Dilma Rousseff fait plier les syndicats de fonctionnaires

Les Echos

La présidente brésilienne est en passe de remporter l’épreuve de force contre les fonctionnaires, en grève depuis trois mois. Malgré le ralentissement de l’économie, elle jouit d’une popularité record.

un demi-million de fonctionnaires doivent reprendre le travail lundi. Dilma Rousseff a fait preuve de fermeté au long de trois mois de grève, et n’a guère fait de concessions. Tout juste désignée comme la troisième femme la plus puissante du monde par le magazine « Forbes », la présidente du Brésil est en passe de remporter son premier bras de fer contre la fonction publique.
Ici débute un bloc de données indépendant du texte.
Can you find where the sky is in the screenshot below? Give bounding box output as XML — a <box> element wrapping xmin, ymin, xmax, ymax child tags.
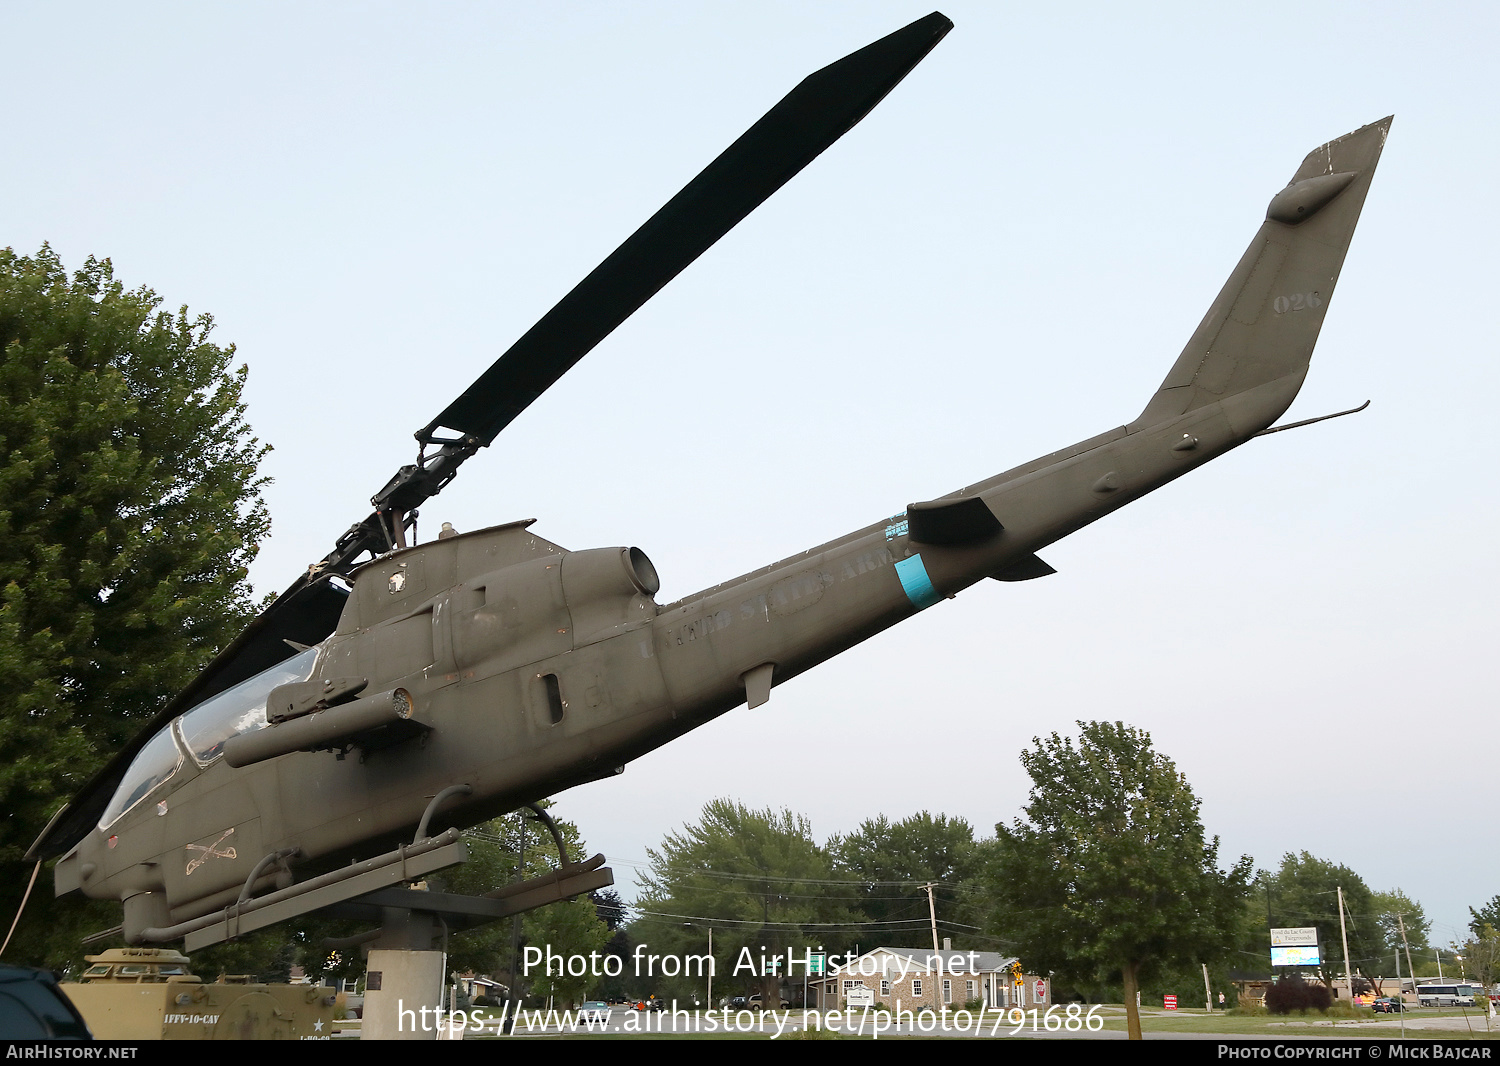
<box><xmin>4</xmin><ymin>1</ymin><xmax>1496</xmax><ymax>963</ymax></box>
En rappelant très clairement qu’au Brésil, les fonctionnaires ne jouissent pas seulement de la stabilité de l’emploi mais gagnent généralement davantage que les salariés du secteur privé.

Le gouvernment a, certes, tardé à réagir au mouvement déclenché en mai par les professeurs d’université. Très vite, la grève a fait tache d’huile. Un mouvement émaillé de quelques provocations, comme lorsque des policiers en grève ont déployé une banderole en bord d’autoroute, annonçant : « La voie est libre pour les trafiquants d’armes et de drogue. »

Brasilia a bien été le théâtre d’une série de manifestations au cours des dernières semaines, mais le gouvernement n’a pas fléchi. Face à des revendications d’augmentation de salaires allant jusqu’à 70 %, il a maintenu sa proposition d’une hausse de 16 % échelonnée sur trois ans, soit, grosso modo, le montant de l’inflation. Une proposition assortie de concessions, notamment sur le paiement des journées perdues en raison de la grève. «Lundi, tout le monde retourne au travail », affirme Josemilton Costa, coordinateur de la Confédération des travailleurs du secteur public.

Mieux que Lula

Certains fonctionnaires issus de la police fédérale, du fisc ou de la douane refusent pour l’instant l’accord proposé. Une poignée d’irréductibles qui constituent environ 10% des effectifs. Mais le gouvernement a prévenu : le projet de budget sera bouclé demain. Et s’il n’y a pas d’accord avec les syndicats respectifs, il n’y aura pas d’augmentation cette année. Un langage auquel les syndicalistes n’étaient guère habitués après les années Lula. Cet ancien syndicaliste avait pratiquement doublé le montant de la feuille de paie des fonctionnaires lors de son passage au pouvoir entre 2003 et 2010.

Mais Dilma Rousseff se démarque de plus en plus du style de son prédécesseur. Elle invoque la crise internationale pour justifier sa prudence budgétaire. Après avoir fait la chasse à la corruption au sein du gouvernement (démission de sept ministres en un peu plus d’un an), elle durcit le ton à l’égard des fonctionnaires, qui constituent pourtant le fonds de commerce électoral de son Parti des travailleurs (PT).

Ce style « dame de fer » paraît faire recette. Les derniers sondages confèrent toujours à Dilma Rousseff une popularité record : 76 %. Son gouvernement est également crédité de 57 % d’opinions positives (+ 7 points en un an), malgré le ralentissement de l’activité économique (la croissance devrait être inférieure à 2 % cette année). Soit encore mieux que Lula lui-même.